INSIGHTS

Philipp v Barclays Bank was argued in the UK Supreme Court on 1-2 February 2023.  Judgment will affect the circumstances in which victims of push payment frauds can look to their banks for recovery.

The appeal concerns the basis and scope of the duty propounded by Steyn J in Quincecare v Barclays Bank [1992] 4 All ER 363, obliging banks to refrain from executing customers’ order so long as ‘put on enquiry’ that they may be an attempt to misappropriate funds.

Ms Philipp contends that the duty extends to ‘push’ situations in which customers are deceived into giving payment instructions which appear to the bank to be authorised.  The claim was struck out at first instance on the basis that it would not be not fair, just and reasonable to extend the duty that far (coincidentally followed in Hong Kong: Luk Wing Yan v CMB Wing Lung Bank [2021] HKCFI 279).  The Court of Appeal reversed that decision, however, and Barclays appeals to the Supreme Court.

The judgment may also re-conceive the duty’s juridical basis. The orthodox view is that terms of reasonable care and skill in and about executing orders are implied to banking/customer contracts, existing also in tort.  Lords Reed and Leggatt expressed concern with this position during argument, proposing instead (1) an agency model, under which the real question is whether there is ‘authority’ to make the payment order in question and (2) a single duty model, under which banks simply agree to execute payment orders, but impliedly agree (as reasonable agents would) not to give away their principal’s monies to fraudsters. 

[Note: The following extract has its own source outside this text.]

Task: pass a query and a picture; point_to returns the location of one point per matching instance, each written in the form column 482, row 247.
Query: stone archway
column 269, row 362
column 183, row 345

Quincecare was all but forgotten for ~ 25 years in England and Wales. But in Hong Kong it has been deployed with varying degrees of success, including where:

  • the bank had notice that the customer had ceased trading (Dao Heng Bank v Liu Lai Shing [2001] HKCFI 457)
  • a practice of telephoning the customer had been departed from (Oriental Pearl South Africa Project CC v Bank of Taiwan [2006] 4 HKLRD 242)
  • ambiguity in an instruction had not been clarified (Chiu Chit v Bank of China [2009] HKDC 204)
  • drawdown limits in a security agreement between the bank and customer were contravened (Bank of East Asia v Labour Buildings & Ors [2008] HKCFI 54)
  • unusual activity or ‘red flags’ were said to have arisen (HSBC v SMI Holdings [2020] 1 HKC 515; PT Asuransi v Citibank NA [2022] HKCA 510).

Josh Baker’s practice includes civil fraud, asset tracing and recovery and he advises in the banking and financial services context.